Me rebela, me indigna, me toca las narices de esta so(u)ciedad injusta, indiferente, egoísta a la que se la sopla la suerte del otro... Las ventanas son murallas contra la suerte de tu vecino, de tu hermano, de tu amigo, de tus padres, de tu familia... ¿Cuántas veces escuchamos en las noticias que algunas personas fallecen y nadie advierte su falta hasta que pasen días y los supuestos vecinos advierten un olor extraño, un hedor frágil para los sentidos?

¿Cuántas y cuántas llamadas se han registrado y reciben el teléfono de la esperanza por personas jóvenes y mayores que se encuentran y sienten solas...? He vivido en una gran ciudad, cuna de soledades multitudinarias. En una ciudad millonaria de habitantes me he sentido más solo que nunca cuando viajaba en el metro y nadie hablaba. Cada cual encastillado en sus páramos, en sus sombrías cavilaciones, en sus fosos deshumanizados, a ritmo de velocidad, estrés y prisas. Estudiaba en una habitación y algunos findes no se escuchaba nada de nada, como si una bomba de neutrones hubiera caído en aquella city en mitad de la nada y la redujera al silencio más absoluto y uno como máximo espectador del sonido leve del viento.

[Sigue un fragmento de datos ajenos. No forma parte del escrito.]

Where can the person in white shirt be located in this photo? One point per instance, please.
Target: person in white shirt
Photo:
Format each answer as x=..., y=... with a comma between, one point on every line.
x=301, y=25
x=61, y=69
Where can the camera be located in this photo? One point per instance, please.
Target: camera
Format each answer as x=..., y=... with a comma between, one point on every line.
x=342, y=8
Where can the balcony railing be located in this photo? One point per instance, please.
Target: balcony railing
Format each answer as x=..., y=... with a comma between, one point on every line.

Observo también que cuando viajas en autobús, el personal evita sentarse al lado de otra persona, como para evitar el contacto humano, la conversación, la primera toma de contacto que puede durar hasta la próxima parada. Los viajes en tren donde tu compañer@ de asiento, si puede, evitar la charla, el diálogo, unas breves palabras para alimentar los momentos del trayecto. Así me ocurrió una vez cuando iba a la capital del imperio marchito y alguien me dijo que no quería hablar. Nothing de nothing.

Me alegra esta propuesta de los franciscanos. Sigue habiendo buena gente en el mundo, por las calles, en los pueblos, en los sitios más insospechados y han animado a otras entidades e instituciones que lo hagan también. Para que nuestros abuelos, nuestros niños, los enfermos, los parados, los tristes, los derrotados, los solitarios no se sientan definitivamente abandonados. Como dice la canción de Eros Ramazzoti.

Sé bien que este artículo no servirá para casi nada, no solucionará nada. Un cachirulo lanzado al océano de la indiferencia, el desahogo del mosquito que no importa. Como mi literatura, mis palabras. Uno más entre tantos y tantas.

Pero ojalá una misteriosa y humana alfombra de esperanza se extienda poquito a poco y ventee simiente en nuestros corazones y germine y rompa soledades no queridas.